Historically, 1024 bytes was called a KiloByte in the context of binary computers until a few decades ago, and 2^20 was called a MegaByte. Eventually, enough lay people were confused, exacerbated by deceptive marketing that used decimal in a binary computer context, that a standards committee was formed to come up with new terms for the binary prefixes.

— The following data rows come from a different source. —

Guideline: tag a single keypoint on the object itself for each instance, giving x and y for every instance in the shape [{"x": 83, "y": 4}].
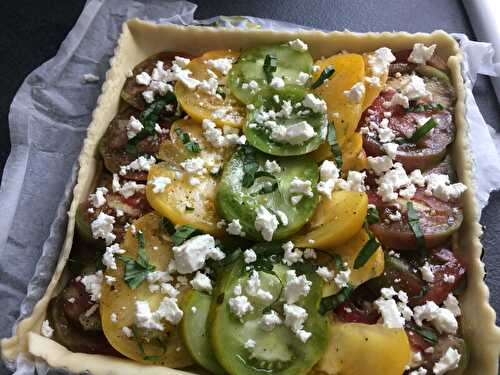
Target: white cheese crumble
[
  {"x": 265, "y": 223},
  {"x": 240, "y": 306},
  {"x": 234, "y": 228},
  {"x": 192, "y": 254},
  {"x": 426, "y": 272},
  {"x": 108, "y": 258},
  {"x": 270, "y": 320},
  {"x": 249, "y": 256},
  {"x": 295, "y": 317},
  {"x": 202, "y": 283},
  {"x": 93, "y": 284},
  {"x": 159, "y": 183},
  {"x": 420, "y": 53},
  {"x": 134, "y": 127},
  {"x": 223, "y": 64},
  {"x": 298, "y": 45},
  {"x": 296, "y": 287},
  {"x": 47, "y": 330},
  {"x": 447, "y": 362},
  {"x": 356, "y": 94},
  {"x": 102, "y": 227},
  {"x": 314, "y": 103}
]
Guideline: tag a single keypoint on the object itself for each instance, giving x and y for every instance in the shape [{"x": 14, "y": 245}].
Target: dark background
[{"x": 31, "y": 32}]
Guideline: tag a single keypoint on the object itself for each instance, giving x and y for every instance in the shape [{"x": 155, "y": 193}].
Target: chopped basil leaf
[
  {"x": 190, "y": 145},
  {"x": 425, "y": 107},
  {"x": 184, "y": 233},
  {"x": 269, "y": 67},
  {"x": 428, "y": 334},
  {"x": 414, "y": 222},
  {"x": 325, "y": 74},
  {"x": 366, "y": 252},
  {"x": 420, "y": 132},
  {"x": 332, "y": 141},
  {"x": 372, "y": 217},
  {"x": 333, "y": 302},
  {"x": 136, "y": 270}
]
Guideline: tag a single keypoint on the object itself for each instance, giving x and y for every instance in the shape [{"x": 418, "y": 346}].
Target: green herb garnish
[
  {"x": 325, "y": 74},
  {"x": 190, "y": 145},
  {"x": 332, "y": 141},
  {"x": 372, "y": 217},
  {"x": 366, "y": 252},
  {"x": 269, "y": 67},
  {"x": 426, "y": 107},
  {"x": 414, "y": 222},
  {"x": 334, "y": 301},
  {"x": 136, "y": 270},
  {"x": 420, "y": 132}
]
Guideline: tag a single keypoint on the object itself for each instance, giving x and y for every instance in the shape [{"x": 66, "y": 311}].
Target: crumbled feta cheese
[
  {"x": 47, "y": 330},
  {"x": 250, "y": 344},
  {"x": 342, "y": 278},
  {"x": 192, "y": 254},
  {"x": 272, "y": 167},
  {"x": 296, "y": 287},
  {"x": 379, "y": 164},
  {"x": 159, "y": 183},
  {"x": 223, "y": 64},
  {"x": 451, "y": 303},
  {"x": 93, "y": 284},
  {"x": 420, "y": 53},
  {"x": 234, "y": 228},
  {"x": 325, "y": 273},
  {"x": 270, "y": 320},
  {"x": 295, "y": 317},
  {"x": 291, "y": 255},
  {"x": 98, "y": 199},
  {"x": 277, "y": 83},
  {"x": 134, "y": 127},
  {"x": 249, "y": 256},
  {"x": 314, "y": 103},
  {"x": 265, "y": 223},
  {"x": 426, "y": 272},
  {"x": 202, "y": 283},
  {"x": 298, "y": 45},
  {"x": 447, "y": 362},
  {"x": 356, "y": 94},
  {"x": 442, "y": 319},
  {"x": 102, "y": 227},
  {"x": 108, "y": 258},
  {"x": 90, "y": 78},
  {"x": 295, "y": 134},
  {"x": 240, "y": 306},
  {"x": 400, "y": 99}
]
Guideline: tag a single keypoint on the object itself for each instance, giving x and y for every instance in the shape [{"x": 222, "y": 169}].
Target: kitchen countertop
[{"x": 31, "y": 32}]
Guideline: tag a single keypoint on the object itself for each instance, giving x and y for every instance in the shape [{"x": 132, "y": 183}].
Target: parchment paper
[{"x": 48, "y": 120}]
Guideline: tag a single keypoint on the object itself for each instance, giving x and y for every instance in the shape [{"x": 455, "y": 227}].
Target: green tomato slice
[
  {"x": 239, "y": 196},
  {"x": 278, "y": 351},
  {"x": 193, "y": 329},
  {"x": 283, "y": 135},
  {"x": 287, "y": 64}
]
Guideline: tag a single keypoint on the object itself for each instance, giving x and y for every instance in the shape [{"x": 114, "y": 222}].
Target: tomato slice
[
  {"x": 247, "y": 79},
  {"x": 132, "y": 91},
  {"x": 221, "y": 108}
]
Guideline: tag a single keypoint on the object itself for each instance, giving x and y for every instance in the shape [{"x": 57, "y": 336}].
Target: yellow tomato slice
[
  {"x": 119, "y": 299},
  {"x": 352, "y": 154},
  {"x": 364, "y": 349},
  {"x": 335, "y": 221},
  {"x": 349, "y": 70},
  {"x": 373, "y": 89},
  {"x": 349, "y": 251},
  {"x": 202, "y": 105}
]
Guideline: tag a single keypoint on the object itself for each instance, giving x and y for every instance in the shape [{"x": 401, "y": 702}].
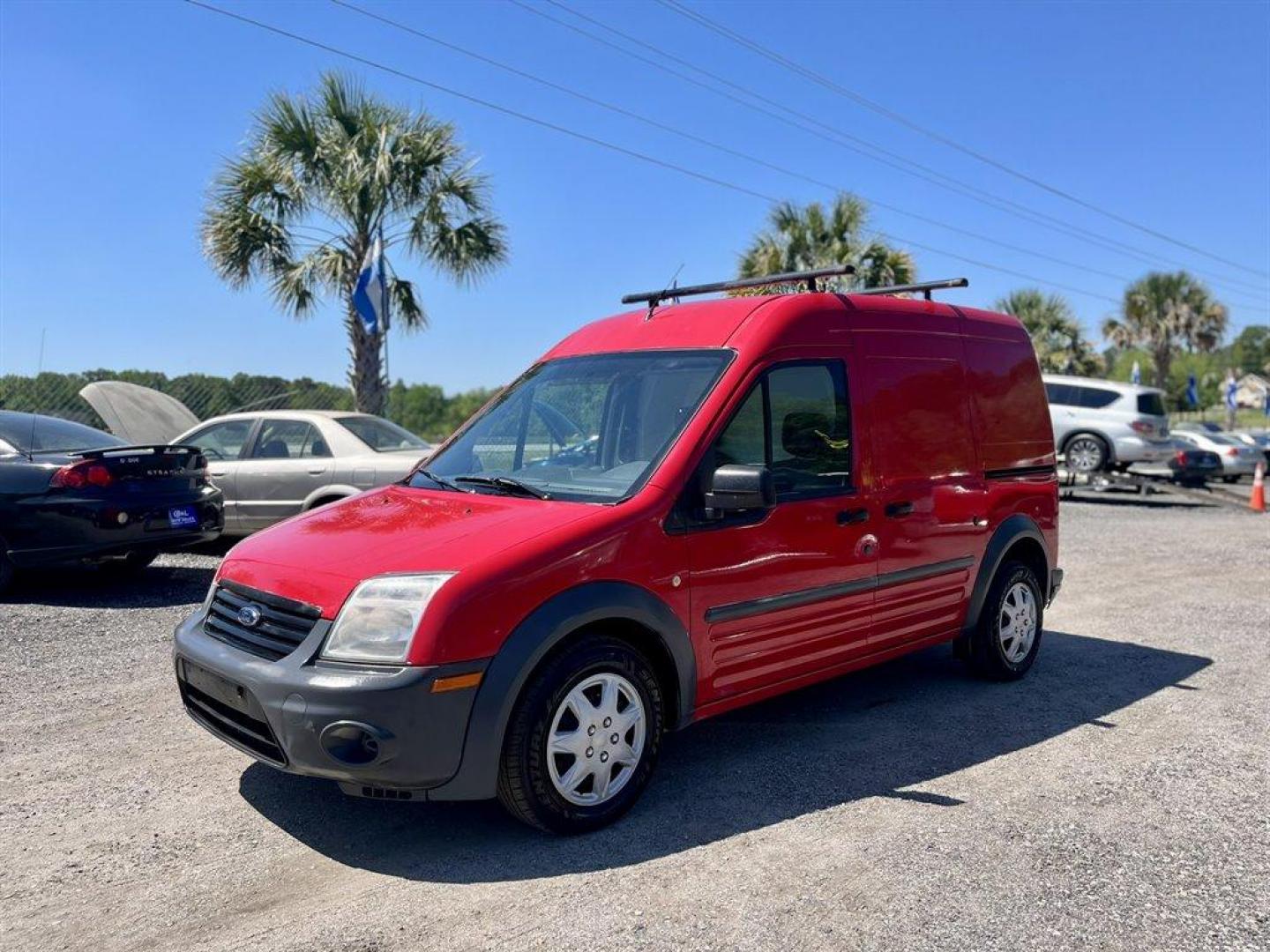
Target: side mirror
[{"x": 736, "y": 487}]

As usual, the committee solution was hated by all. 2^10 bytes was now to be called a “KibiByte”, 2^20 bytes is a “MibiByte”, and worst of all, 2^30 bytes is a “GiBiByte”. Hence the new nomenclature was pronounced “GiBiRish”. Fortunately, the abbreviations were more acceptable.
2^10 bytes KiBiByte KiB
2^20 bytes MiBiByte MiB
2^30 bytes GiBiByte GiB
2^40 bytes TiBiByte TiB
2^50 bytes PiBiByte PiB
Stuart Gathman
Confusingly, many unix utilities in Fedora still use the old convention of Kilo = 1024 in a binary computer context. For instance, df uses K,M,G,T,P,E,Z,Y to mean powers of 1024. It then added KB,MB,… for powers of 1000 and KiB,MiB,… for powers of 1024.
The binary prefixes get more unpronounceable past PeBiByte.
2^60 bytes ExBiByte EiB ~ Exabyte
2^70 bytes ZeBiByte ZiB ~ Zettabyte
2^80 bytes YoBiByte YiB ~ Yottabyte